If Buchananism is a novelty as ideology, it does have an antecedent as political strategy. Buchanan's mentor, Richard Nixon, succeeded in winning over the same constituency-it was then known as the (George) Wallace vote-by exploiting its cultural grievances while tacking left on the size and role of government. Buchanan wants to recreate Nixon's coalition of 1972. Just as Nixon got AFL-CIO president George Meany not to oppose him, so Buchanan is reportedly courting Teamsters president Jimmy Hoffa Jr. to be his running mate. But the Nixon coalition was not a conservative coalition, as Nixon's policies amply proved.

Wage and price controls, the EPA, quotas, arms control-these just begin the list of Nixon's statist-liberal policies. Lyndon Johnson created the Great Society, but Richard Nixon funded it. M. Stanton Evans, the conservative journalist, cracked at the time that he had only two objections to the Nixon administration: its foreign policy and its domestic policy. Watergate, he said, was the only thing Nixon had done that he liked. Now that the passions of Watergate have receded, observers of all political persuasions are coming to recognize that Nixon achieved more for liberalism than any of his successors.

It must have become increasingly clear to Buchanan that the Nixon coalition could no longer be built from within the GOP. The exit polls from the Republican primaries of 1996 suggest that he would have been better off running as a Reaganite. Buchanan barely won the self-described "very conservative" vote and got crushed among voters who care primarily about taxes, i.e., economic conservatives; he didn't get any more independents and Democrats to vote for him in the primaries than Bob Dole did. Voters who cared about trade were heavily against Buchanan on the west coast, and leaned toward him only slightly elsewhere.

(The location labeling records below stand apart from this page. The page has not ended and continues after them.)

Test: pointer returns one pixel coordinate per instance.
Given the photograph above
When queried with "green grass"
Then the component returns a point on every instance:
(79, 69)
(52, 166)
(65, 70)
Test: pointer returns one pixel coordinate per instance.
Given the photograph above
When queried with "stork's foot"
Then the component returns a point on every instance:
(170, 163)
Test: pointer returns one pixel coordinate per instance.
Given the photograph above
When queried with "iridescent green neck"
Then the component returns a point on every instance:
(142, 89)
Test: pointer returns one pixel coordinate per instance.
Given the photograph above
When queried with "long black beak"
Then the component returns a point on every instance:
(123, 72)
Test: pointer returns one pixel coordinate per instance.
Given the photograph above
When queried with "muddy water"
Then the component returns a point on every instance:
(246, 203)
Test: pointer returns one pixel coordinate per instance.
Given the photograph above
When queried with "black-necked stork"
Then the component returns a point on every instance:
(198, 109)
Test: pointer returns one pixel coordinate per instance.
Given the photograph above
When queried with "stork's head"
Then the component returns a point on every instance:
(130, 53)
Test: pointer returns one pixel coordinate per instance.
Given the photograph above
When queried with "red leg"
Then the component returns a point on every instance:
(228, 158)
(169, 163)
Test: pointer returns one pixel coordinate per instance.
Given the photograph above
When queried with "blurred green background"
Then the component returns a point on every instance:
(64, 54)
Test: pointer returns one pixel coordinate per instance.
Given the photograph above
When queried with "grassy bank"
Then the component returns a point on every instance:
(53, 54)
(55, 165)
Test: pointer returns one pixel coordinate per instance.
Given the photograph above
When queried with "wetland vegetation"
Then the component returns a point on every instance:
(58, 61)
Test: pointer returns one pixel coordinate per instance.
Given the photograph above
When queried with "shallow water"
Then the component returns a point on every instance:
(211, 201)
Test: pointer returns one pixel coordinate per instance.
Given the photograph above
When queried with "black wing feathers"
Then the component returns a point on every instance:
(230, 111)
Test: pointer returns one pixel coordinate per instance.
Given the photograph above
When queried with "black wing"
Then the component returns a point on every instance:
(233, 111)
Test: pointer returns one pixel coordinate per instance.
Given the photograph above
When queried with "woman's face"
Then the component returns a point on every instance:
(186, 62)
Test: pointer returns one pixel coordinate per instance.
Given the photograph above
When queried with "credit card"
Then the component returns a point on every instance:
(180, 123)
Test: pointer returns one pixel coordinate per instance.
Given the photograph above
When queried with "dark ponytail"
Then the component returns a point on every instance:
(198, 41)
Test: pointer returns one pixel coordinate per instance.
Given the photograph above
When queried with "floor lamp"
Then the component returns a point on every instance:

IN THE BEGINNING, ABORTION

What actually motivated the Buchanan brigades to pick up their pitchforks was, above all, their opposition to abortion. Buchanan won the 1996 New Hampshire primary because 64 percent of those voters whose top issue was abortion rallied to him. These pro-lifers must now be astonished to learn that Buchanan, in pursuit of a national ticket and $12.6 million in federal matching funds, cares more about trade and foreign policy than he does about abortion. He is apparently willing to join a pro-choice party and to risk helping the Democrats appoint two or three more Supreme Court justices in a post-Clinton administration.But even Christian conservatives, many of whom are also economic conservatives, have deserted him. Buchanan's vote peaked his first time out: He has never equaled his showing in February 1992, when he won 37 percent of the vote in the New Hampshire primary. There were, of course, non-ideological reasons for Buchanan's subsequent burnouts. To begin with, he was surprisingly lackadaisical about politics for someone who wants to reshape it. After losing in 1996, Buchanan went back to CNN; Steve Forbes, by contrast, never left the hustings. Gary Bauer has raised money for other candidates; Buchanan has done nothing to nurture a like-minded cadre in Congress. Buchanan's showing in the Iowa straw poll in August-Bauer placed higher-underlined the point that he has no future in the Republican party. The most recent poll shows him with the backing of only 3 percent of Republican voters, and he has the support of no acknowledged conservative figure.